U.S. District Judge Jeffrey Cummings issued multiple orders Wednesday that could lead to the release of more than 600 individuals detained during Operation Midway Blitz.
The court ordered ICE to fully release 13 people by Friday, November 15, who the administration has conceded were unlawfully arrested in violation of the Castañon Nava consent decree. These individuals will be released without bond from detention facilities in Texas, Missouri, and other states.
An additional 615 people detained by ICE agents between June 11 and October 7 must be placed into alternatives to detention programs—such as electronic monitoring—by November 21, with bond set at $1,500 while their immigration cases proceed. The judge also ordered ICE to stay deportation and voluntary departure proceedings for these individuals pending their release.
Judge Cummings further mandated that the Department of Homeland Security provide a complete list by November 19 of all arrests made by ICE and Customs and Border Protection agents in the Chicago area from June 11 through the present.
Initial documentation suggests that as many as 1,100 people out of 1,852 arrested in the Chicago area prior to October 7 may have been deported or agreed to voluntary departure to avoid prolonged detention in facilities located throughout the country. This figure does not include anyone arrested after October 7 or those detained by Border Patrol agents acting on behalf of ICE.
Mark Fleming, associate director of litigation at the National Immigrant Justice Center, said his organization believes at least 1,100 of approximately 3,000 arrested individuals voluntarily left the country, effectively “giving up” on fighting their cases.
The 2022 Castañon Nava consent decree stemmed from a class-action lawsuit filed by the National Immigrant Justice Center and the ACLU of Illinois on behalf of the Illinois Coalition for Immigrant and Refugee Rights, Organized Communities Against Deportations, and individual plaintiffs.
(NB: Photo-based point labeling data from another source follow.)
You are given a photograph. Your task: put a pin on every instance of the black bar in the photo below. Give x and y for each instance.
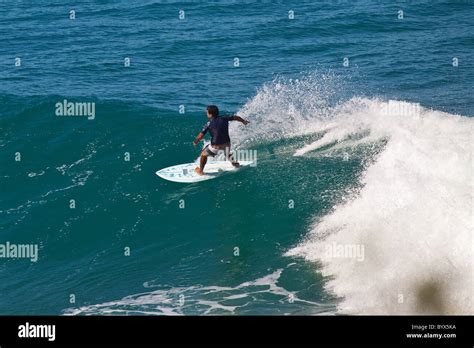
(218, 330)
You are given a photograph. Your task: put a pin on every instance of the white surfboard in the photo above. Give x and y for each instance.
(185, 172)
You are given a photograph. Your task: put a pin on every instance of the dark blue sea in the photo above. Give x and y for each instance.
(361, 198)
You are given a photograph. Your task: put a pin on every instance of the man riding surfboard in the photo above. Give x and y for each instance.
(218, 127)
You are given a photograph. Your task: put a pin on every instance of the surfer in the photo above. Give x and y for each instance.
(218, 127)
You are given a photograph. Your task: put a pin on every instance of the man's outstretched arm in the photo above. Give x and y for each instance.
(198, 138)
(240, 119)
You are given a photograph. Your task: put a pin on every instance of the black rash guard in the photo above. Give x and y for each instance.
(219, 129)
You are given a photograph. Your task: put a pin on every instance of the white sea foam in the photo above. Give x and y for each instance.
(204, 300)
(413, 212)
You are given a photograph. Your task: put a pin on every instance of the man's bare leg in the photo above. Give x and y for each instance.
(231, 159)
(202, 164)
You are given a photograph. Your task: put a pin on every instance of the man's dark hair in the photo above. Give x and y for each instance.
(213, 110)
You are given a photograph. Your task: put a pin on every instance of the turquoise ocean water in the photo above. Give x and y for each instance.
(361, 116)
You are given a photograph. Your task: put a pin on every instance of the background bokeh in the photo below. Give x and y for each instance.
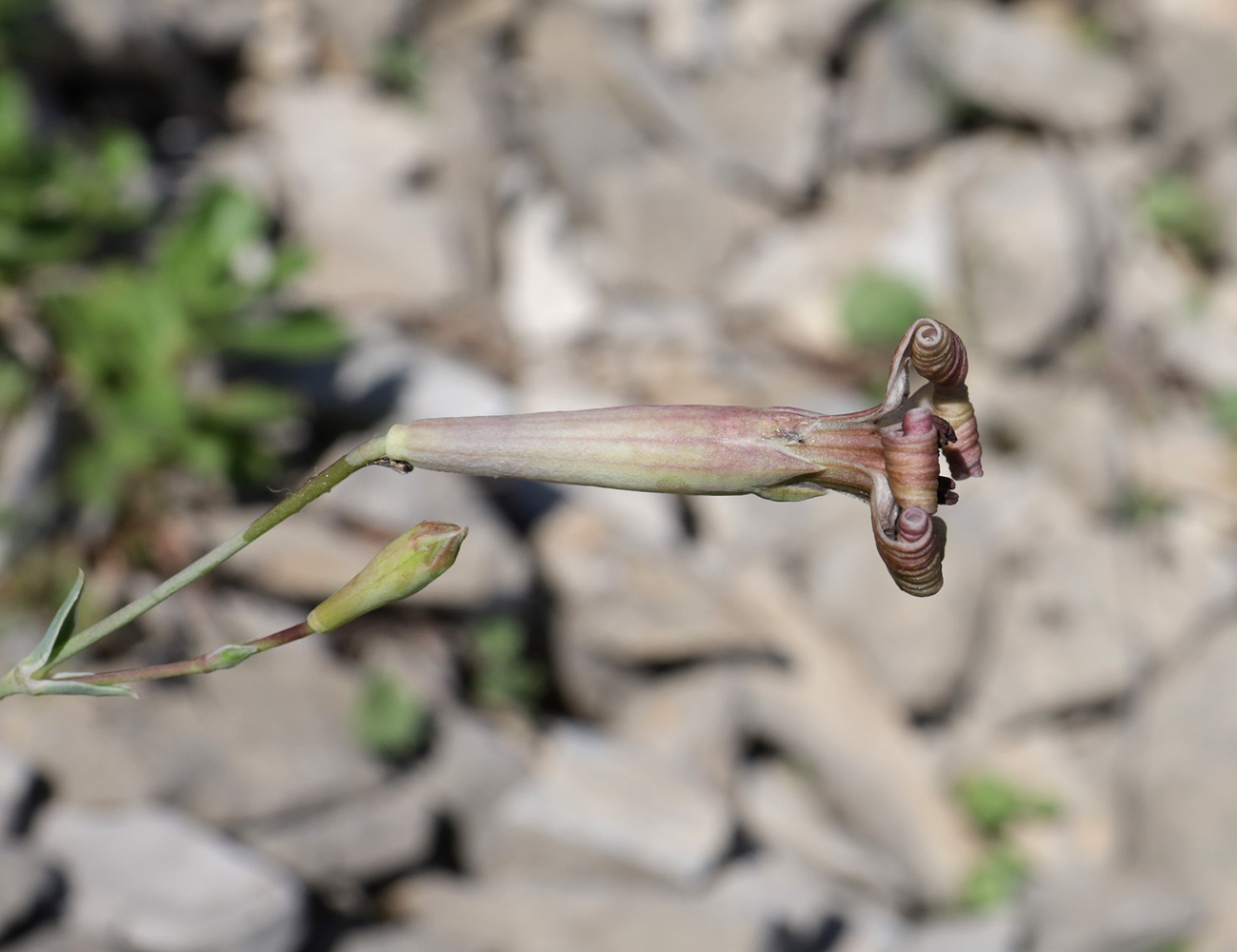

The lawsuit challenged ICE’s conduct during immigration sweeps in May 2018, when agents conducted warrantless arrests and pretextual traffic stops to forcibly fingerprint and arrest dozens of Hispanic residents in southwest Chicago neighborhoods and northern Illinois suburbs.
The consent decree, originally set to expire in May 2025, prohibits ICE from making warrantless arrests in Illinois, Indiana, Wisconsin, Kansas, Kentucky, and Missouri unless agents have probable cause to believe someone is in the United States unlawfully and poses a flight risk. In October, Judge Cummings extended the decree until February 2, 2026, after finding that ICE had violated it repeatedly and that DHS had improperly told field offices over the summer that the consent decree had been canceled when it had not.
Operation Midway Blitz began in September 2025 as a multi-agency immigration enforcement operation targeting what DHS described as “criminal illegal aliens” in Illinois. The operation deployed more than 200 Border Patrol agents to Chicago.
The operation has included late-night raids using Black Hawk helicopters, the use of tear gas in residential neighborhoods despite court orders prohibiting such measures, and multiple incidents where U.S. citizens were detained.
In October, President Trump deployed approximately 300 National Guard troops to Chicago over the objections of Governor J.B. Pritzker and Mayor Brandon Johnson, though a federal judge later temporarily blocked the deployment as likely unconstitutional. Sources told CBS News that Border Patrol official Gregory Bovino and many agents under his command could depart Chicago as early as this week.
Department of Homeland Security spokesperson Tricia McLaughlin criticized the ruling, stating it puts Americans’ lives at risk.
Government attorneys indicated at the hearing that compiling the necessary documentation would pose “a significant challenge” and did not rule out appealing the judge’s decision. They noted that at least 12 of the 615 individuals are classified as high flight risks. Judge Cummings stated he would maintain detention for high-risk individuals and that anyone released who violates program conditions would be returned to custody.